We saw an example of that recently, when the Dodgers placed Carlos Monasterios on the disabled list.
Los Angeles had claimed the pitcher from the Phillies in the Rule 5 draft, meaning that if he didn’t stay on the big league roster all season, they had to return him to Philadelphia. Monasterios, however—who lasted all of six and two-thirds innings over his previous two starts combined, giving up 10 runs in the process—was making that proposal difficult.
To judge by appearances, Los Angeles didn’t want him pitching in the major leagues, but didn’t have the leeway to send him to the minors. The solution: DL. The cause: a blister and a split nail on his pitching hand.
Such a move, should it be bogus, would be illegal. According to the Los Angeles Times, it was questionable:
How’s the blister?
“It doesn’t affect me,” Monasterios said.
What about the nail?
“There’s nothing wrong with the nail,” he said.
It’s not the first time this sort of maneuvering has happened this season. The Mets used the disabled list in a similar fashion, but for far different reasons.
When New York placed Oliver Perez on the DL, they claimed it was due to patella tendinitis. To many outsiders, however, it was because Perez was pitching too putridly to risk using. (The team would perhaps have a need in “extra innings or something like that,” said manager Jerry Manuel in the New York Post at the time, “but it’s going to be tough to find spots for him.”)
Perez had contract leeway to refuse a minor-league assignment. The Mets were unwilling to eat the $20 million they owe him over the next three years. (Said an unnamed Mets player in the Post: “At some point you have to cut bait. You owe him a lot of money, but for what?”)

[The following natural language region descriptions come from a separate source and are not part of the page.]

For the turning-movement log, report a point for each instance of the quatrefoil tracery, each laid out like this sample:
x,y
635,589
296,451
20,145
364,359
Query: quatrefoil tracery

So they did the next best thing—they stashed him on the DL (and not for the first time), or at least it appears that way. As with the Monasterios situation, this would be illegal were it true.
The commissioner’s office stepped in to review the situation, and Perez ultimately decided to accept a stint in the minors, albeit as a rehab assignment rather than as a demotion.
Sound shady? Of course it does. Just like the pitcher who denies intent after hitting a batter, the teams in question paint themselves as virtuous and true—at least according to their own PR.
Take Dodgers manager Joe Torre, who defended the Monasterios move. “Is it there or is it not?” he asked in the Times. “It’s not like I’m making up something. It’s there.”